Le jeu d'enfant est un jeu de rôle spontané.

Le JdR qu'on pratique est un jeu de rôle formel (ile st formalisé par des règles).
Mais, alors, que cherche-t-on à définir ? Le jeu de rôle ? Le jeu de rôle spontané ? Le jeu de rôle formel ? Et comment les différencie-t-on ?
Je propose ces définitions comme pièces à casser pour faire avancer nos réflexions :

Jeu de rôle : jeu (correspondant aux deux critères minimaux de Brougère, 2005) dans lequel les joueur.euses interprètent un rôle, généralement et généralement ancré dans une réalité intersubjective partagée par tous.tes les participant.es.

Jeu de rôle spontané : jeu de rôle sans système de jeu formel et dont l'évolution est régie par consentement implicite des joueur.euses.

Jeu de rôle formel : jeu de rôle avec système de jeu clairement défini par un corpus de règles acceptées et indispensable pour guider les interactions ludiques et narratives qui président à l'évolution de la partie en cours.

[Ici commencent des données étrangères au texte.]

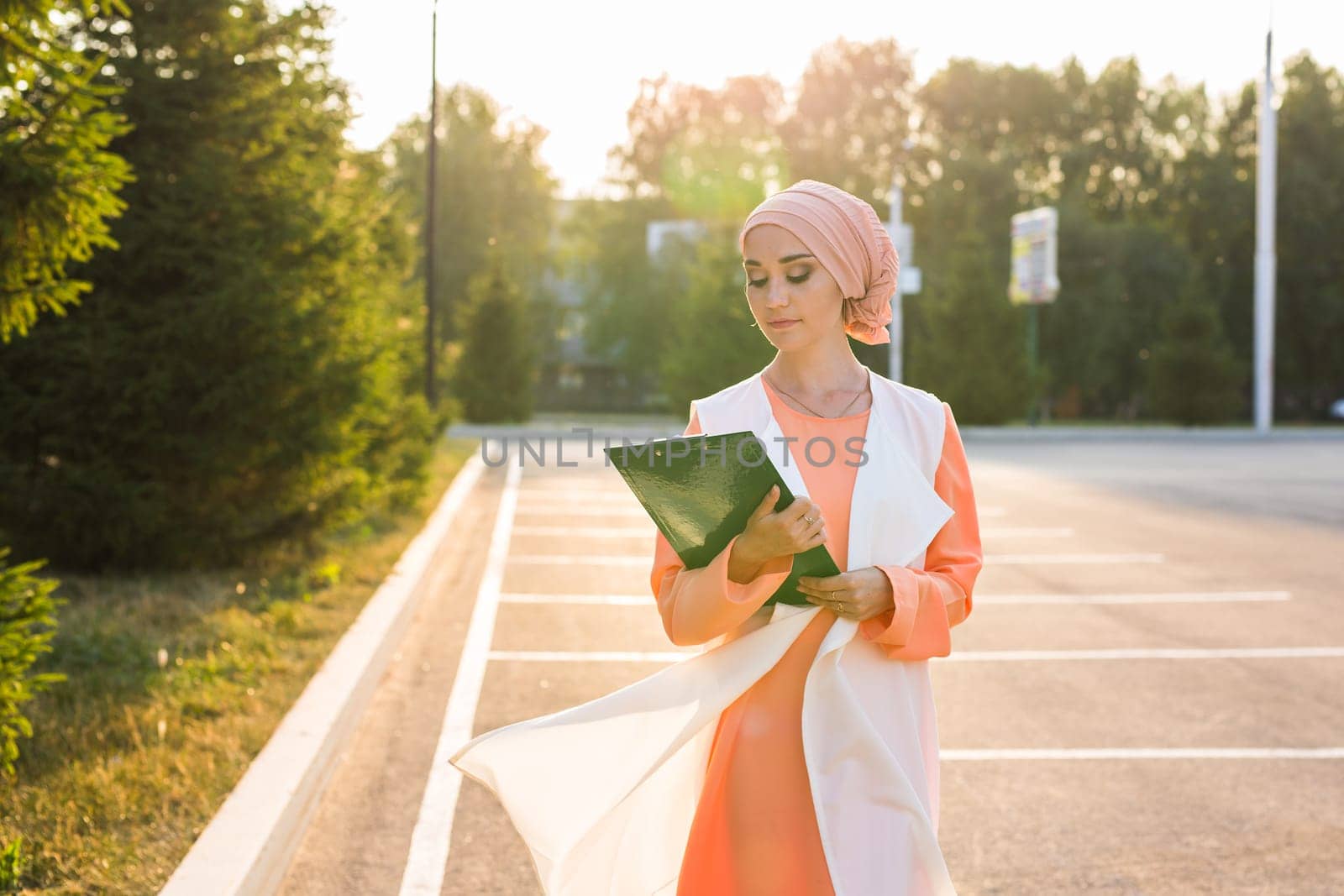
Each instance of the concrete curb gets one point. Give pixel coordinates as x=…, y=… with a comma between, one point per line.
x=496, y=434
x=249, y=844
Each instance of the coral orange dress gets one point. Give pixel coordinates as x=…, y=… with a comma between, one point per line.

Si l'on accepte ces définitions, alors les spécificités du jeu de rôle tel que nous le pratiquons, c'est-à-dire formel, deviennent:
1. activité ludique acceptée comme telle;
2. activité pratiquée librement;
3. dans laquelle les joueureuses créent une réalité intersubjective;
4. dans laquelle la plupart des joueureuses interprètent un rôle;
4. activité régie par un système de jeu défini par un corpus de règles, de procédures et de gestes spécifiques;
5. activité évoluant par l'application des interactions ludiques et narratives demandées par le système de jeu.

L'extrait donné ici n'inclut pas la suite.